Misi yang penulis maksud disini ialah misi yang menjadikan Gereja berakar pada
budaya setempat dan membentuk paguyuban iman setempat berdasar kekayaan
kultural yang mereka miliki. Oleh karena itu, inkulturasi bukan hanya tugas
sekelompok orang atau lembaga Vatikan tertentu, melainkan tugas seluruh Gereja
(Umat Allah). Tujuan dari misi inkulturasi adalah supaya mereka mampu
menghayati imannya secara konkret dalam kehidupan mereka sehari-hari dan supaya
umat manusia dapat menggali nilai-nilai yang baik yang terkandung di dalam
budayanya. Dengan inkulturasi, umat manusia dapat menghayati imannya dengan
baik dan terlibat penuh dalam imannya tersebut serta menghidupinya secara lebih
jelas dalam cara hidup dan cara pandang budayanya.
Liturgi
adalah sumber dan puncak hidup serta perutusan umat Kristiani. Karena itu,
liturgi pun tidak bisa tidak membutuhkan suatu proses inkulturasi. Inkulturasi
dalam liturgi bukanlah hal yang mudah untuk dilaksanakan. Inkulturasi dalam
liturgi harus memiliki dua kriteria dasar, yakni kesesuaian dengan Injil dan
kesatuan dengan Gereja universal. Maka sangat diperlukan kemampuan untuk
mempertimbangkan apa yang berguna dan perlu dan apa yang tidak berguna dan bahkan
membahayakan iman. Perlu adanya kerja sama yang terbuka dengan Vatikan, sebab
liturgi suci merupakan ungkapan dan perayaan iman yang satu bagi semua, yang
menjadi kekayaan seluruh Gereja. Maka tidak dibenarkan untuk melaksankan
inkulturasi sepihak oleh Gereja setempat, tetapi harus mendapat persetujuan oleh
pihak berwenang yang telah ditunjuk oleh Vatikan.
Tantangan
Inkulturasi
Penulis percaya penuh akan otoritas
yang berwenang dalam proses inkulturasi, yakni Tahkta Suci, dalam hal ini Kongregasi
Ibadat dan Tata Tertib Sakramen. Ketaatan kepada Paus dan pihak-pihak yang
berwenang tidak dapat ditawar-tawar sebab memang demikianlah iman Gereja
mengatakannya. Namun penulis melihat ada satu kelemahan atau tantangan yang
mungkin akan dihadapi oleh Gereja ketika hendak menjalankan proses inkulturasi.

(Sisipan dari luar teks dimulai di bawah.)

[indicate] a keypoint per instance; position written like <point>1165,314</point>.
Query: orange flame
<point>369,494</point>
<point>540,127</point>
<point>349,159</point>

Kelemahan yang penulis lihat ini berasal dari sebuah refleksi pribadi setelah
membaca dan mendalami dokumen dan bukan sebagai bentuk ketidaktaatan terhadap
otoritas tertinggi Gereja. Tantangan itu ialah: terjadinya miscommunication antara
Gereja lokal yang menjalani inkulturasi dengan pihak Roma.
“Proses
inkulturasi harus mempertahankan kesatuan hakiki dengan ritus Romawi (no.36). Penyesuaian-penyesuaian
ritus Romawi, juga dalam bidang inkulturasi, tergantung sepenuhnya pada
wewenang Gereja (Takhta Suci) (no.37).
Dengan
pernyataan di atas, penulis melihat ada kesan bahwa proses inkulturasi sebagai
proses sepihak dan monolog, dengan dominasi suara dari Roma, dan bukan dialog.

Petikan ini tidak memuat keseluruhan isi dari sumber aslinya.